Pour maintenir la mobilisation contre l'ouverture du mariage aux couples de même sexe après plusieurs mois de débats et le vote favorable à l'Assemblée nationale, le collectif de la "Manif pour tous" a fait évoluer son discours et ses actions.

Sur le fond : un message plus social pour rassembler tous les mécontents

Contrairement à la manifestation de janvier, les mots d'ordre de ce rassemblement dépasse le mariage et l'adoption. Les familles rose et bleu et le slogan "Papa, maman, y a pas mieux pour un enfant" ont été mis de côté. Même si l'on retrouve des messages traditionnels de la "Manif pour tous", désormais le collectif élargit ses revendications aux domaines économiques et sociaux. "Touche pas au mariage, occupe toi du chômage", "La priorité, c'est Aulnay, pas le mariage gay", "Fraternité pour la croissance", "On veut du boulot pas du mariage homo", peut-on lire sur les affiches proposées par la "Manif pour tous" dans son kit du manifestant.

Crise économique, chômage, croissance... Une véritable lutte sociale, loin du mariage pour tous. "Ces slogans et ces affiches sont destinées à rassembler le plus de gens possibles, m'explique Denis Muzet, sociologue et fondateur de l'institut Médiascopie. Ils prennent appui sur le registre de la révolte qui est très populaire dans le contexte de la crise avec le refus de l'austérité, ça balaye de l'extrême gauche jusqu'à l'extrême droite. Ce désir de révolte est quasiment universel actuellement dans le pays, la 'Manif pour tous' l'a bien compris et l'utilise donc pour le mettre au profit de sa cause."

Cette stratégie est totalement assumée par Frigide Barjot. Pour elle, la loi Taubira va "fragiliser la filiation et donc attiser la crise sociale et économique, c'est pour cela que l'on a ouvert le message". Et si la colère gronde en France, pourquoi ne pas la fédérer. "Il y a beaucoup de mécontents qui ne sont pas forcément conscients des conséquences de ce projet de loi, me dit Frigide Barjot.

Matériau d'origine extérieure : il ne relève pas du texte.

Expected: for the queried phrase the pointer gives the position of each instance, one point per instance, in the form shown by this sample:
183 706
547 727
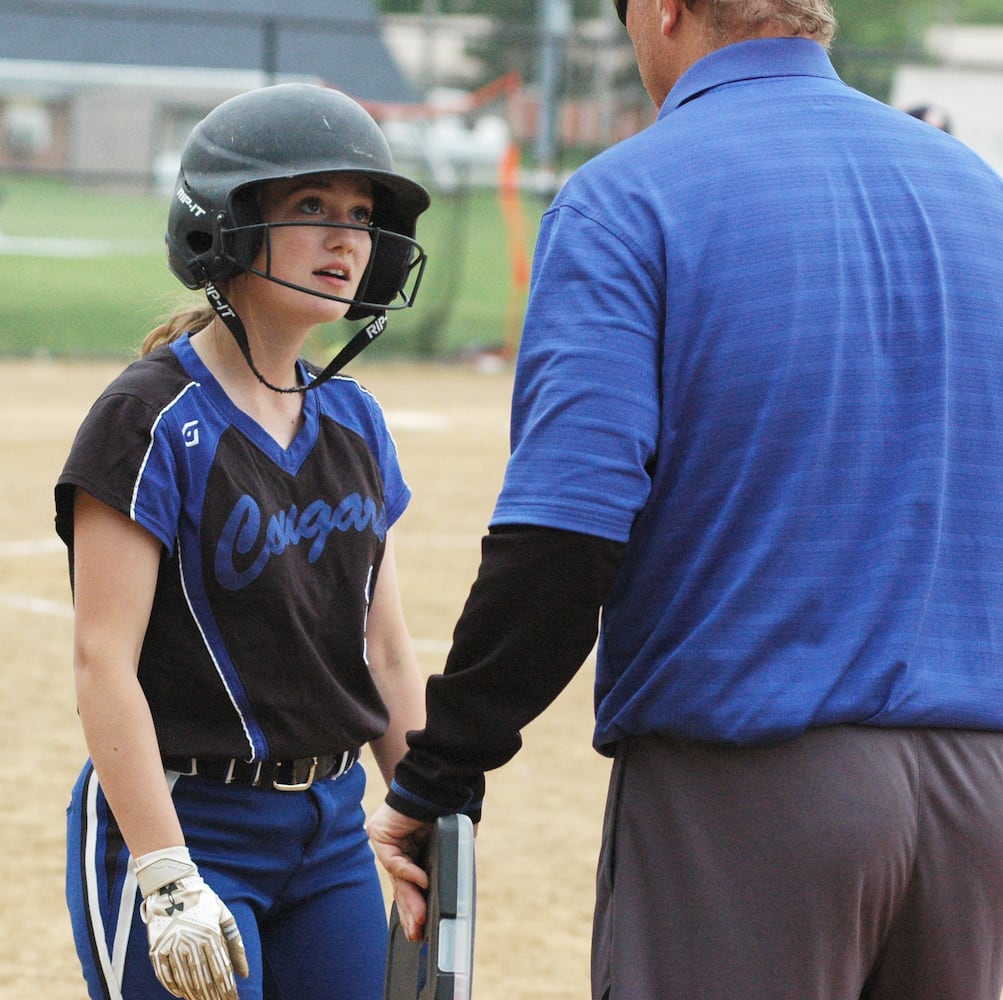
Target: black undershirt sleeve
530 622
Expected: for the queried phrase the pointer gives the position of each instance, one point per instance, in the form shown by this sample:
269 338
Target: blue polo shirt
764 348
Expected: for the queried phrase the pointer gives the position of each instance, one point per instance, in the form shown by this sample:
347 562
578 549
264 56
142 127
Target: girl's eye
312 206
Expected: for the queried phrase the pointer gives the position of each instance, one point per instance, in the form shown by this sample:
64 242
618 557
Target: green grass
101 306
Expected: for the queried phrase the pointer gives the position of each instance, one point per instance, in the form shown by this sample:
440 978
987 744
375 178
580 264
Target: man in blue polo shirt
758 422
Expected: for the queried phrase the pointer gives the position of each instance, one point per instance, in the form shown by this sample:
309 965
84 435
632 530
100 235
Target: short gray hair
732 20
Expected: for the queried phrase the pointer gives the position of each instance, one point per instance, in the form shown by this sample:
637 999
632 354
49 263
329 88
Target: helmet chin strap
362 339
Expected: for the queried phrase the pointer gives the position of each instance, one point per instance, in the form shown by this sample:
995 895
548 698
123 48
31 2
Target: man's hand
397 841
194 941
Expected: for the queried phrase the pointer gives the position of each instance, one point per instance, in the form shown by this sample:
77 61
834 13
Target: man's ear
669 12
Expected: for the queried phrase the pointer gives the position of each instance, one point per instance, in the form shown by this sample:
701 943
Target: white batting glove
194 942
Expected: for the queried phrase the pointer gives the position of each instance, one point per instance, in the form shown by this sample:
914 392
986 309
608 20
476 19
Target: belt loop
301 785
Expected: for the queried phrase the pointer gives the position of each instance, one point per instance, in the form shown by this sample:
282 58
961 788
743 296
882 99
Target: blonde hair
732 20
189 318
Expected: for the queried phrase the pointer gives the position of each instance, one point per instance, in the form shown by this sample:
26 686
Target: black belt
283 775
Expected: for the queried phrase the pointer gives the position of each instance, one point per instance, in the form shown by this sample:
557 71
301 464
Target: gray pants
850 864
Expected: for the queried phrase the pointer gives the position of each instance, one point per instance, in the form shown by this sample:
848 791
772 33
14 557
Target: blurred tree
876 36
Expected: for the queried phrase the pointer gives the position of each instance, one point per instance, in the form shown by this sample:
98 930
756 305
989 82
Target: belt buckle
298 785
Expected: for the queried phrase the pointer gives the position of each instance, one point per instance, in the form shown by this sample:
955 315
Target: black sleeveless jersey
257 642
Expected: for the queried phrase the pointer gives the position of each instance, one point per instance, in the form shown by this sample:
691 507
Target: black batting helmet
215 228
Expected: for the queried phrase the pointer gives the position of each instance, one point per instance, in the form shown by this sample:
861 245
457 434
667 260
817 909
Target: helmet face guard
215 229
390 281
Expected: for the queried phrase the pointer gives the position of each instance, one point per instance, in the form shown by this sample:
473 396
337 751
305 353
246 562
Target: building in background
109 89
965 78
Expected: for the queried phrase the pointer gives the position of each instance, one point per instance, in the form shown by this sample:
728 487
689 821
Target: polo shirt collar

Ils peuvent aussi venir dire au président Hollande de s'occuper de ses promesses de campagne, à savoir sortir la France de la crise économique et de faire quelque chose pour tous ceux qui souffrent ce cette crise."

La "Manif pour tous" a-t-elle vocation à cristalliser déçus et révoltés du quinquennat Hollande ? Si Frigide Barjot assure ne pas vouloir investir le terrain politique, elle m'explique que son collectif à vocation à se mobiliser contre "tout ce qui remet en cause la dignité humaine dans le programme de François Hollande, au sens où la personne humaine est sacrée du début à la fin de sa vie et dans son environnement social et économique". Loi de recherche sur les embryons, suicide assisté, IVG... Frigide Barjot souhaite faire de la "Manif pour tous" une grande force conservatrice qui pèse dans le débat contre la "fracture sociétale de François Hollande". "Un vaste mouvement populaire qui défendrait des valeurs en avance sur son temps, pas des valeurs traditionnelles, contrairement à ce que l'on nous dit", me confie-t-elle.

Sur la forme : des tensions sur les façons d'agir

Si les organisateurs de la "Manif pour tous" partagent le même message, des divergences sur la façon de se mobiliser apparaissent. On a ainsi vu apparaître le "Printemps français", sur le modèle des printemps arabes. Ce mouvement, lié à Béatrice Bourges, porte-parole du Collectif pour l'enfant et engagée au sein de la "Manif pour tous", appelle à radicaliser la mobilisation et à venir dimanche à Paris avec tentes et duvets pour occuper les lieux et ne repartir qu'une fois le projet de loi sur le mariage pour tous retiré. "Notre rôle de manifestant n’est pas de danser et de lancer des ballons, mais d’installer une opposition irréductible au projet Taubira", écrit l'organisation sur son site qui se réclame de la "Manif pour tous".

"Ils n'ont rien à voir avec la "Manif pour tous", ils se sont servis de mon image et de notre charte graphique", me dit Frigide Barjot qui est "furieuse" contre Béatrice Bourges. "Elle a décidé de le faire autrement sans nous consulter, je le déplore. D'ailleurs, elle n'est plus porte-parole de notre mouvement", m'explique-t-elle. Soucieuse de manifester "dans la légalité", Frigide Barjot condamne donc l'initiative du "Printemps français". Une initiative pourtant reprise par le Parti chrétien démocrate de Christine Boutin qui appelle à venir au rassemblement avec une tente "pour amplifier le mouvement", écrit l'ancienne ministre de Nicolas Sarkozy.